Demolition Activity Still Lacking Momentum
As with newbuilding orders, ships’ demolition activity has also slowed down considerably over the course of the past few weeks. In its latest weekly note, Clarkson Platou Hellas said that “last week was distinctly quiet as the shortage of tonnage availability is now clearly evident. This lack of new vessels entering the market may be a welcome stance in this holiday season as local fundamentals in the Indian sub. Continent remains unstable. Rates from India continue to weaken, and thus sentiment too, and the general opinion is that this market could remain subdued for the next couple of months but many are optimistic that this position could be reversed in the last quarter. Pakistan remains uncertain at this current time too due to their recent election results and in addition, the impact being caused locally by the continuing wait to cut the tankers now lying on the yards. Bangladesh seems to be the only ‘open’ market at this precise moment with positive inquiry emanating from the waterfront”, Clarkson Platou Hellas said.
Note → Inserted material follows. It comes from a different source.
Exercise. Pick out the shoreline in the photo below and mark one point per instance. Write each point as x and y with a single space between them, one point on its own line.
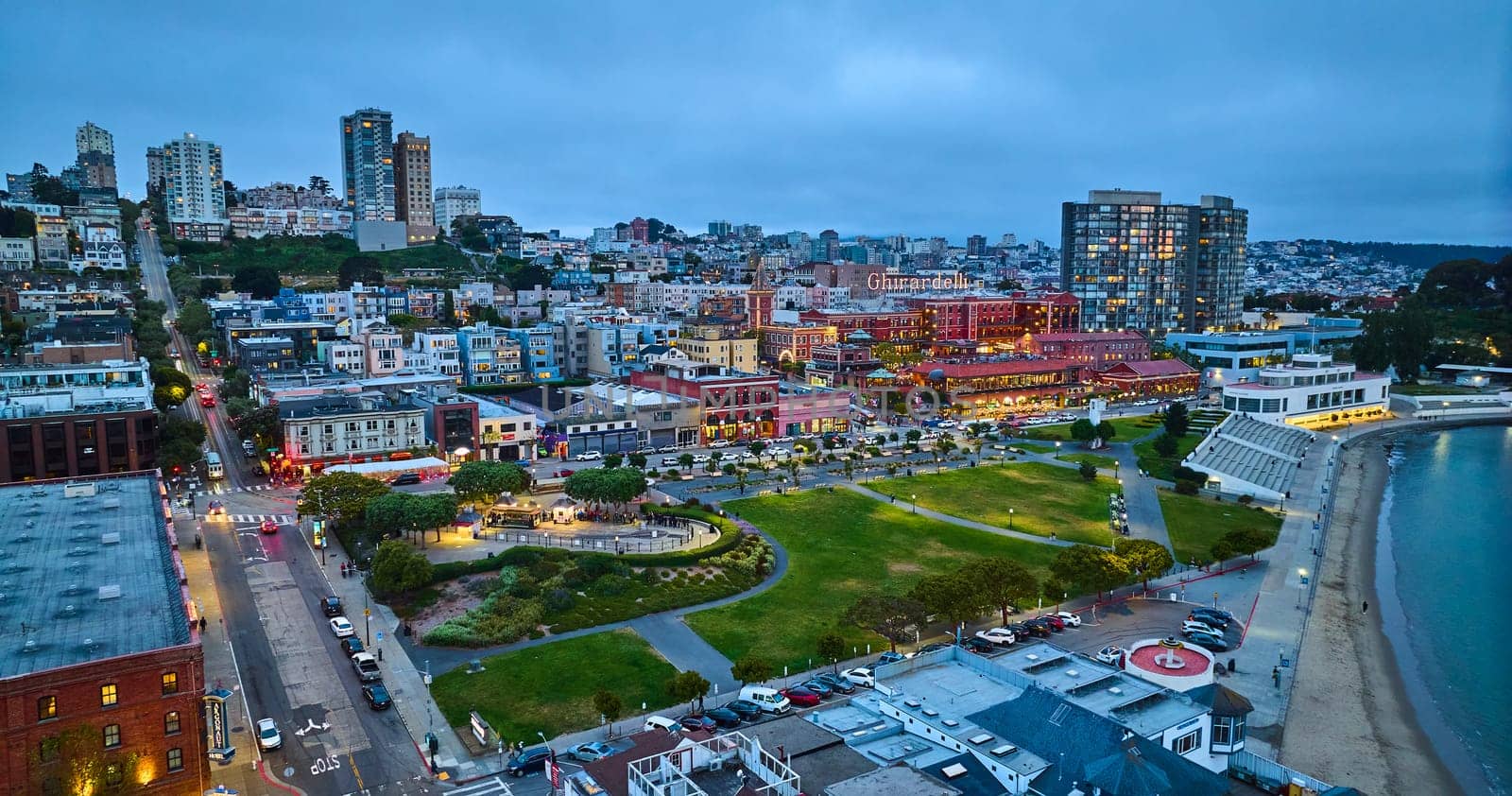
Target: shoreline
1350 719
In a separate note, Allied Shipbroking added that “the recent slump in scrap prices and the lack of demo candidates, has led to subdued activity taking shape again this past week, with very few notable movements being seen since last Friday. Needless to say that the monsoon rains are still affecting the overall appetite being seen from the Indian Sub-Continent. Offered rates in China continued to collapse with prices falling now below the $200/Ltd mark, phasing the country out competition. Indian steel prices have also played their part in the local market for another week, with prices following a declining trend during the last 3 weeks. Meanwhile, permission for scrapping of tankers has been given only to a limited number of Pakistani scrapyards up till today, adding to the uncertainty held by cash buyers. Offered prices in Bangladesh were also in decline, but market players expect activity to increase after the summer months. In the key ship type sectors, activity was only being seen for a 20 years old MR tanker for a price of $365/Ldt and a 23 years old Panamax dry bulker for a price of $293/Ldt. All in all, market participants expect that end breakers will have to offer improved price levels within the next few weeks in order to revamp interest amongst sellers and boost confidence amongst cash buyers”.
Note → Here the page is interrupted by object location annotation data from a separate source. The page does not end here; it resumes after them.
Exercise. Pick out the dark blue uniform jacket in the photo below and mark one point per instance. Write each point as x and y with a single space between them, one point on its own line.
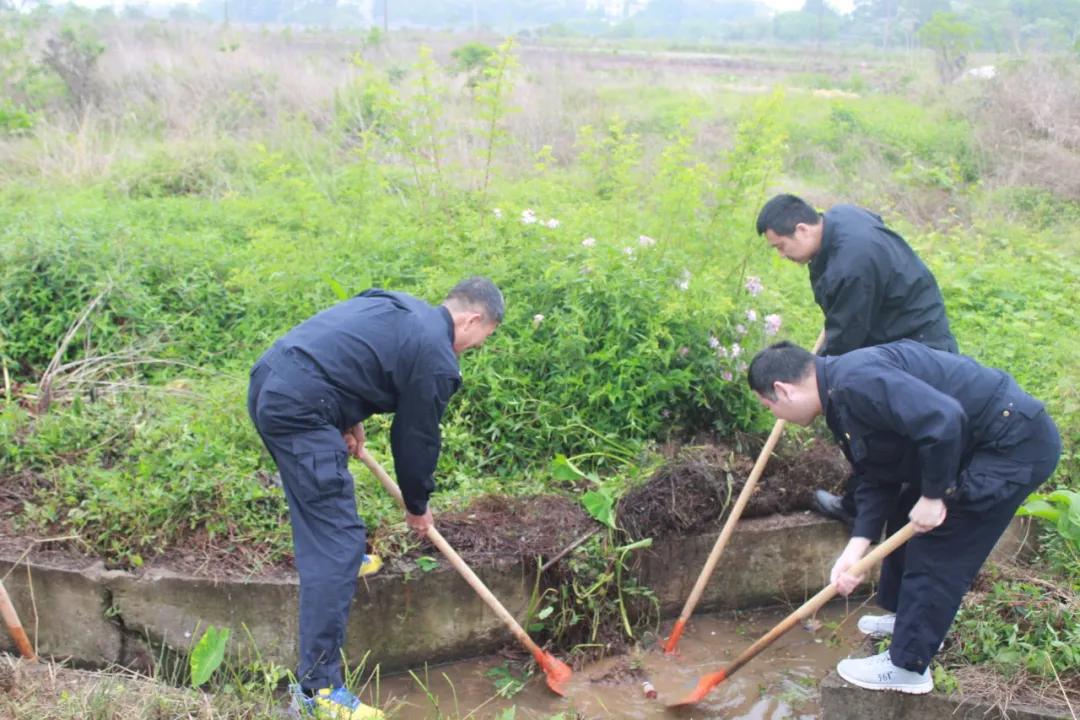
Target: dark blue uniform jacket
904 412
378 352
873 287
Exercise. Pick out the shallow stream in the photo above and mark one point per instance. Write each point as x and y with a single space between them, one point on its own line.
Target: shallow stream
781 682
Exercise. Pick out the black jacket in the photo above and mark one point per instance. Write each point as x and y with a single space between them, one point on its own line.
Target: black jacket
379 352
904 412
873 287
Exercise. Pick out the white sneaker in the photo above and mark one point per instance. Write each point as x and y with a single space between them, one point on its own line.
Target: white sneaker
878 673
877 626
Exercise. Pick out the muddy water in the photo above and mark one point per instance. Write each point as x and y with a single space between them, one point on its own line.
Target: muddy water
780 683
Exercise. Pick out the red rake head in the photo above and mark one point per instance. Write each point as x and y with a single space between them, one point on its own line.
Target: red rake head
557 671
704 685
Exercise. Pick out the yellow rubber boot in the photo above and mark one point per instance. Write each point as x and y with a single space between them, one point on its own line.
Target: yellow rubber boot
370 565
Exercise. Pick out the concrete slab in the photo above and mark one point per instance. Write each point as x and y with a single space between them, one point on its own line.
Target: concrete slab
844 702
97 616
65 611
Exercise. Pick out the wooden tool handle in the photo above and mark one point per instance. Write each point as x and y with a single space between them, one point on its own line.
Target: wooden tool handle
821 598
11 620
729 525
459 565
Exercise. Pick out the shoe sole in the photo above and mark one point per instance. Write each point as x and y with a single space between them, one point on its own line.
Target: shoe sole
876 635
907 690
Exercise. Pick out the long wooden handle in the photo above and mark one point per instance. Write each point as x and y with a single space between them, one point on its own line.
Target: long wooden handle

Meanwhile, GMS, the world’s leading cash buyer said in its own weekly report that “for the first time (in a long time), the ship recycling industry has witnessed progressively declining prices across all 5 major recycling destinations over the span of a few weeks. Consequently (and unsurprisingly), 2018s summer inertia continues on for yet another week, with increasingly fewer units being proposed / negotiated for sale. Meanwhile, there finally seems to be some good news coming out of Pakistan this week, with Imran Khan’s party winning the local elections. It is hoped that this in turn will have a knock-on effect for the country overall – in terms of business & economic optimism. Notwithstanding, the recent domestic developments still remain tinged with confusion as far as cutting permissions (for the recently delivered tankers) are concerned.
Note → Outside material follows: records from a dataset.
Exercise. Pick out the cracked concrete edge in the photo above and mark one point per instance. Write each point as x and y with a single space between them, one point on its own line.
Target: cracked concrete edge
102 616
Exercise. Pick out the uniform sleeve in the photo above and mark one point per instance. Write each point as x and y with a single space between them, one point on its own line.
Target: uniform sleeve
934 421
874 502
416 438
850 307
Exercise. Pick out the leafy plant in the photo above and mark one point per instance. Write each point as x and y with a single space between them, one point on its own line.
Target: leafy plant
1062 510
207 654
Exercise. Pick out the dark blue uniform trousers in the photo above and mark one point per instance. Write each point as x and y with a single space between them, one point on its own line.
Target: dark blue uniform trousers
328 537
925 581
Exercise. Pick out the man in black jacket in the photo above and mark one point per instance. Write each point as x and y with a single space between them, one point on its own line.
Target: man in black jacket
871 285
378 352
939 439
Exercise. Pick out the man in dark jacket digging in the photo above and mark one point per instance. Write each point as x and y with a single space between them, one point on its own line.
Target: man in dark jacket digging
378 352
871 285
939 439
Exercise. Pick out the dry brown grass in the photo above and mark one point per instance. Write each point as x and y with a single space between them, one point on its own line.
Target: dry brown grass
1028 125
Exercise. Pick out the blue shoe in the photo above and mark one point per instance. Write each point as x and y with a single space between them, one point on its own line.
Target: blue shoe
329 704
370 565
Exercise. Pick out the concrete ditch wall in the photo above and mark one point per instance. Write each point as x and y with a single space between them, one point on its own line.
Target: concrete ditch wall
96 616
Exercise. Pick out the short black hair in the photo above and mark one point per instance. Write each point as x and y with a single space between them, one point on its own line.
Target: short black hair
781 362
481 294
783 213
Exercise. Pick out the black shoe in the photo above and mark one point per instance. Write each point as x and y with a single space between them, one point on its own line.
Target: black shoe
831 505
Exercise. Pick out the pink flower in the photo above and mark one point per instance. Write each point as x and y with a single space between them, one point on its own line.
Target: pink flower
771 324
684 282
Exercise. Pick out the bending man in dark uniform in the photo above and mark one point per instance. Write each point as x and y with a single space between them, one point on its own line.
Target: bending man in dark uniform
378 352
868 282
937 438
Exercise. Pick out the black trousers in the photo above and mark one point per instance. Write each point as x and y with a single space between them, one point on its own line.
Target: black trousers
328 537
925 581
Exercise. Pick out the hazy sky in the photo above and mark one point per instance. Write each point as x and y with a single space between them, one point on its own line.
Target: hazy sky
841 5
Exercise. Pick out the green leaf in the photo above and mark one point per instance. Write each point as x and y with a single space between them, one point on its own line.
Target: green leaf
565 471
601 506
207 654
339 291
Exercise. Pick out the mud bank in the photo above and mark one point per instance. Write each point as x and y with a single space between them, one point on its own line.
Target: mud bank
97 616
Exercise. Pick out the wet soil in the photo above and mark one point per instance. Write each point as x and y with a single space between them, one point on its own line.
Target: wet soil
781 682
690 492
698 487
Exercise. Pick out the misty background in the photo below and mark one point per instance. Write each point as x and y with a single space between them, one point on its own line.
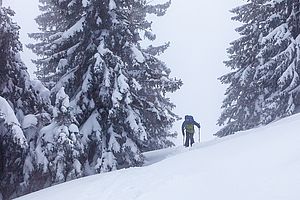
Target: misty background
199 31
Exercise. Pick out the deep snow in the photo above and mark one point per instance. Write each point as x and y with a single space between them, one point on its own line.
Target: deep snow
261 164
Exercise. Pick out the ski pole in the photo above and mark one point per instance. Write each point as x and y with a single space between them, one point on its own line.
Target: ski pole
199 135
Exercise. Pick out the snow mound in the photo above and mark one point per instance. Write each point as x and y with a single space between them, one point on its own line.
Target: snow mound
259 164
News from the ground is that the requested issuance of gas free certificates from the explosives department in Islamabad has been postponed once again, until the relevant representatives re-inspect all tankers beached locally, a procedure that is expected to commence from August 13th. As such, interest from Pakistan for any available (dry) units has escalated in recent weeks, the ongoing dearth of which has left Gadani Buyers increasingly frustrated as the weeks go by. In India, the trucker’s strike was finally called off this week as business and transportation of product from local yards has resumed. Yet, prices failed to improve in line with expectations and Alang Buyers struggled to acquire any notable units for another week. Bangladesh has also been gripped by student strikes, as the focus in all sub-continent locations now seems to be shifting away from ship recycling. Constant monsoon rains have persisted into August and Eid holidays are also on the horizon, further dampening any interest that may have been”, GMS concluded.